La rencontre d’Érasme en 1499 fouette son enthousiasme humaniste. Il a pris pour confesseur l’éminent doyen de Saint-Paul, John Colet, et se lie d’amitié avec John Fisher, le futur évêque de Rochester et chancelier de l’université de Cambridge, homme passionné de science que le roi Henri VIII vénérera comme un père... avant de le mettre à mort. Thomas More commente en public « la Cité de Dieu », de saint Augustin, traduit en anglais une « Vie de Pic de la Mirandole », le “ prince charmant ” de la Renaissance italienne, et compose pour lui-même un poème sur les douze qualités du parfait amant. Il conserve le meilleur de l’héritage médiéval et s’ouvre aux nouveautés avec une sagesse qui le place d’emblée parmi les plus grands humanistes de son temps. Avec cela, il est doux, affable, discret, modeste. Sa piété, sa chasteté, ses mortifications, bien que fort grandes et étonnantes, demeurent comme invisibles à ses propres amis.

En 1504, More est élu au Parlement pour y représenter le comté de Londres. Ses talents d’orateur et son indépendance vis-à-vis du pouvoir royal le font tout de suite remarquer. Cette même année, il épouse la fille aînée d’un gentilhomme d’Essex, Jeanne Colt, de dix ans sa cadette. De cette petite campagnarde, il fait une compagne de son cœur et de sa vie d’esprit. Elle lui donne quatre enfants, dont l’aînée, Margaret, restera, jusqu’aux ultimes instants, la préférée de son père. En 1511, Jeanne mourut ; la douleur de Thomas fut immense, mais un mois après, il informa son curé qu’il avait l’intention de se remarier avec Mrs Alice Middleton, veuve d’un négociant de Londres. On jasa, on blâma, mais Thomas ne tenait aucun compte de l’opinion du monde. À ses yeux, seule la réalité commandait : quatre orphelins à aimer et à nourrir, à qui il fallait une mère qui soit aussi une bonne ménagère, mais en aucun cas une remplaçante de sa “ chère petite femme ” à laquelle il garda fidélité de cœur et de lit. « Dernier trait, secret, ultime en un certain ordre, de la vertu de Thomas More, humaniste très chrétien. »

Thomas More

Nommé vice-shérif de Londres en 1510, il gagne le cœur de la Cité par son impartialité, son dévouement et sa prédilection pour les pauvres. Maître des requêtes, il se voit confier plusieurs missions diplomatiques sur le continent – il parle un français excellent – ; c’est au cours de l’une d’elles qu’il compose l’Utopie, en réponse à l’Éloge de la Folie de son ami Érasme.
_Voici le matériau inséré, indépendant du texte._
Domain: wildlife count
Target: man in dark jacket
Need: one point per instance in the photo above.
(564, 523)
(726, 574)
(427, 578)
S’intéressant à tout, « il désire le meilleur pour lui, pour les siens, pour le royaume, pour l’Église, pour les pauvres... et s’inquiète d’y pourvoir efficacement. Avec réalisme et beaucoup de bienveillance, de confiance même en l’humanité. Trop, il en reviendra... » En 1517, il obtient la clémence de son souverain à l’égard de têtes folles prises au cours d’une émeute. Il plaide si bien, même contre le Roi ! que celui-ci ne peut supporter de le voir défendre les intérêts des autres et exige sa présence en son Conseil privé. Le souverain, sachant la piété de son nouveau serviteur, lui dit : « En toutes choses, considérez Dieu d’abord, le Roi ensuite. »
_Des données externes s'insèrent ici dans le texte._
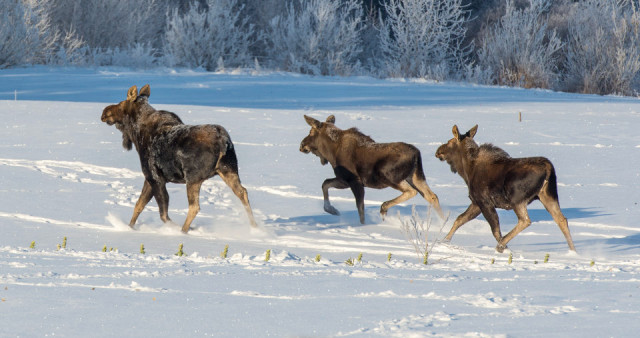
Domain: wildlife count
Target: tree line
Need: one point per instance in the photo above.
(584, 46)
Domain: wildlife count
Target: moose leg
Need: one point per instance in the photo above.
(143, 200)
(193, 196)
(472, 212)
(332, 183)
(491, 216)
(523, 223)
(553, 207)
(407, 192)
(424, 190)
(358, 192)
(233, 181)
(162, 198)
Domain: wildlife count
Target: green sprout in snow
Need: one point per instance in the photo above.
(267, 256)
(180, 253)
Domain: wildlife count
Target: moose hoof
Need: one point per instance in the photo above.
(500, 248)
(330, 209)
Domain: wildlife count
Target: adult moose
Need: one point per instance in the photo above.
(496, 180)
(359, 162)
(171, 151)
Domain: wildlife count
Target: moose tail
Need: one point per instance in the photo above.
(552, 182)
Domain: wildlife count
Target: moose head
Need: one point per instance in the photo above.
(317, 138)
(454, 150)
(115, 113)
Commence alors pour Thomas More une brillante carrière politique qui va le mener en quinze ans, de charge en charge, sans qu’il en ait brigué aucune, à l’échelon supérieur de lord Chancelier. Il fixe sa demeure à Chelsea, dans un vaste et riche domaine bordé par la Tamise, à moins d’une heure de barque de la Cité. Tous ses amis ont chanté à l’envi la rare perfection de son foyer ouvert aux érudits autant qu’aux indigents. More, au milieu des siens, semble présider avec bonheur une petite académie, aussi étincelante d’érudition et d’esprit qu’ouverte à toutes les joies du cœur. Toutes ses journées commencent par de longues heures de méditations et de prières. Dans cette vie d’oraison, se cache sans doute le secret de sa force et de son détachement, car lorsque l’heure de Dieu sonnera, il quittera ses bien-aimés, de son plein gré, pour un cachot ! Sa sainteté souriante, son “ humanisme dévot ” avant la lettre, étaient l’école du plus haut renoncement.

Thomas More et sa famille
Thomas More et sa famille

LE DÉFENSEUR DE LA VÉRITÉ CATHOLIQUE

Au cours des années 1520-1530, où se joue le destin de la Chrétienté, More profite de ses hautes fonctions pour monter au créneau et combattre de sa magnifique intelligence l’hérésie luthérienne qui, « comme un cancer, menace tout le corps ». « J’ai en horreur l’hérésie, écrivait-il à Érasme, à tel point que je m’applaudis de la haine des sectaires. » (...).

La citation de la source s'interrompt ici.